Длинные белые руки Оттокара барабанят по подоконнику. Слабый ветер колышет флаги снаружи и наполняет воздух однообразным шорохом.
– А что вы будете делать, доктор? Тоже сбежите отсюда?
– Я нет. Мой побег будет побегом из страха. Я воспитатель, Оттокар. Пока мне еще дано учить молодых людей, мне просто запрещено бежать. Остаться в этом аду, хранить молодые души – мой долг.
– И я не могу бежать отсюда, доктор.
– Твой долг – бежать. Твой долг завершить великое творение. Уезжай отсюда, Оттокар, уезжай на просторы мира. Твоим творением – скульптурой Гете – ты покажешь людям в мире, что есть еще и другая Германия.

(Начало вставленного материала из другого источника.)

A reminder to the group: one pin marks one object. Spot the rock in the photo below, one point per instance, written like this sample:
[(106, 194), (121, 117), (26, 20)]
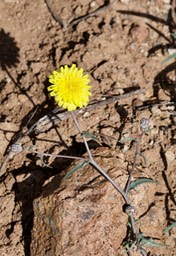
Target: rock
[(83, 216)]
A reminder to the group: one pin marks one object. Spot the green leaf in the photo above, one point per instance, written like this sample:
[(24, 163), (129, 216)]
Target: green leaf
[(151, 242), (140, 181), (169, 227), (77, 167), (172, 56)]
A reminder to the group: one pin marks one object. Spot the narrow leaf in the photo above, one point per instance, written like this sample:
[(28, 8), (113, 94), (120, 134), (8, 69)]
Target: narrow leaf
[(151, 242), (172, 56), (140, 181), (169, 227), (77, 167), (122, 140), (90, 135)]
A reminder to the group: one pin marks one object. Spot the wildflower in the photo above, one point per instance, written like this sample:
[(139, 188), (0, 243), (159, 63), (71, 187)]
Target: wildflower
[(70, 87)]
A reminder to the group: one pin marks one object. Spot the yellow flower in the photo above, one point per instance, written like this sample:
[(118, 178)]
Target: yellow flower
[(70, 87)]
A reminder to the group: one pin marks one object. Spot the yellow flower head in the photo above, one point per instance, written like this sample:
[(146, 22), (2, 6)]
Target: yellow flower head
[(70, 87)]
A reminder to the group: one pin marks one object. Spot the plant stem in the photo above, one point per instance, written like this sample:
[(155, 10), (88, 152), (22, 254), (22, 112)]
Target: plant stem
[(96, 166), (134, 162)]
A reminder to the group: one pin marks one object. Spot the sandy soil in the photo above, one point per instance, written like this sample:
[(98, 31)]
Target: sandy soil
[(121, 45)]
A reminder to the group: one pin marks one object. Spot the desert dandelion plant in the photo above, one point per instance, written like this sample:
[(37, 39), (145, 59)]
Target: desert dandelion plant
[(70, 87)]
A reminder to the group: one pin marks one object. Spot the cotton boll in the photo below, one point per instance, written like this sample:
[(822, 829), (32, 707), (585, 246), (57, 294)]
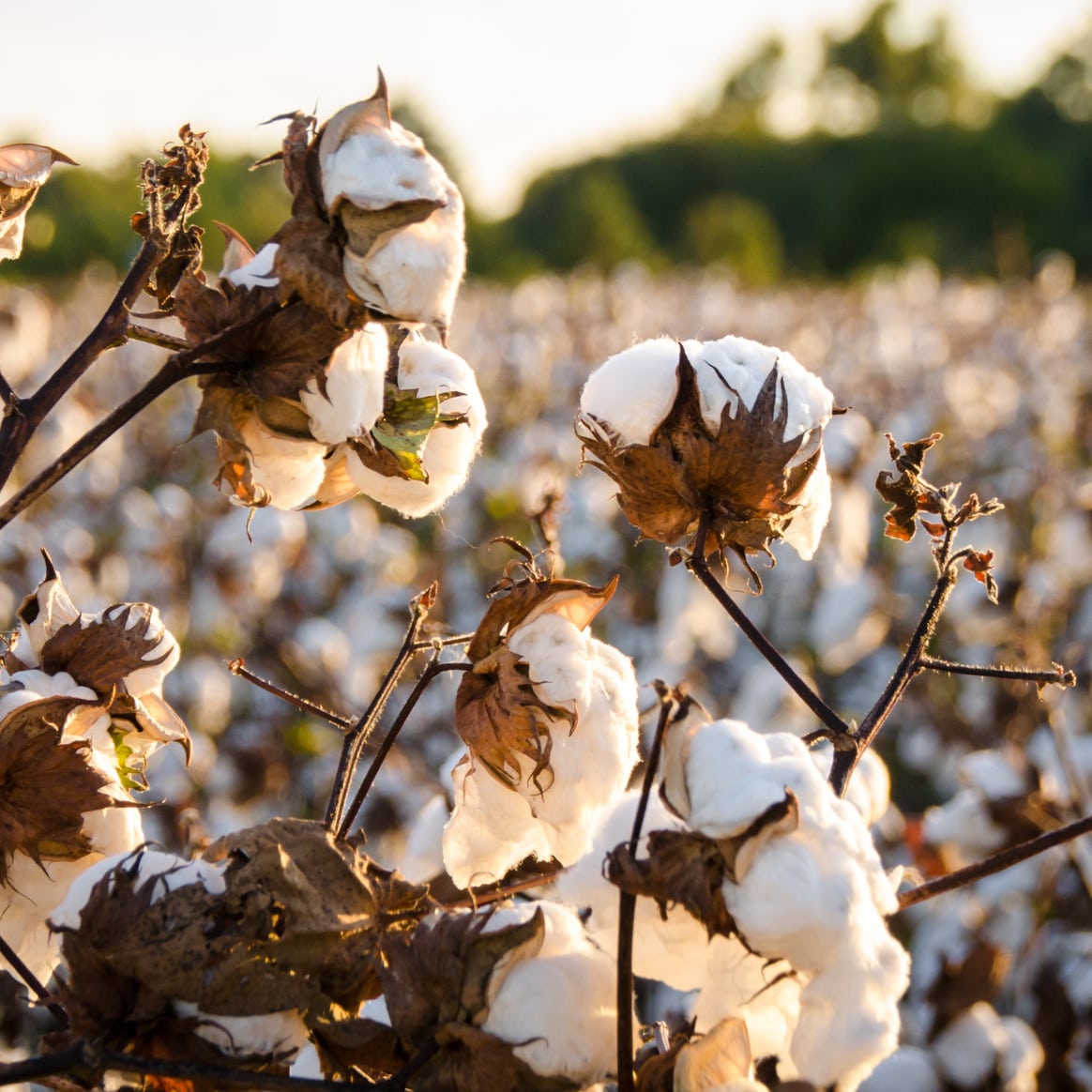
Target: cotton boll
[(674, 948), (288, 471), (448, 451), (558, 1006), (634, 388), (255, 273), (493, 827), (353, 399), (909, 1069)]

Не слышно голоса, только трепыхание флагов на окнах домов и шум улицы, врывающееся в безмолвие комнаты. Рука Оттокара касается чашки, стоящей на подоконнике. Из дома напротив опять выходит привратник с кистью и ведерком краски. Слово «юде» потерлось от ударов камней, и привратник обновляет его черной краской. На этаже, над рестораном, открывается окно, к которому также прикреплен флаг со свастикой. Женщина наклонилась над улицей, вытряхивает простыню. Красный флаг со свастикой и белая простыня вздымаются на ветру.
– Не сдавайся, Оттокар, – призывает его доктор, – не сдавайся.
Звуки заполняют квартиру доктора. Экономка включила радио – послушать обычно передаваемые утром мелодии. Старые народные песни снова вошли в моду.
Рука привратника тщательно выводит очертания букв, а перед взором Оттокара серые жалюзи прикрывают в его студии древнего бога Триглава.
«Юде!»
Слово пишется на обнаженной спине Иоанны. Весь воздух вокруг вырезан из ткани ее серой рубашки. Иоанна в его студии поет. И голос ее отчеканивает ноты на пустом лике древнего бога.
«Юде!»
Привратник завершил свое дело и добавил к слову черной краской восклицательный знак. Добавил две свастики с двух сторон слова, которое выглядит, как в заключении. Две свастики – идея привратника, его творческий вклад, и он этим весьма доволен. Поигрывает кистью и исчезает в доме.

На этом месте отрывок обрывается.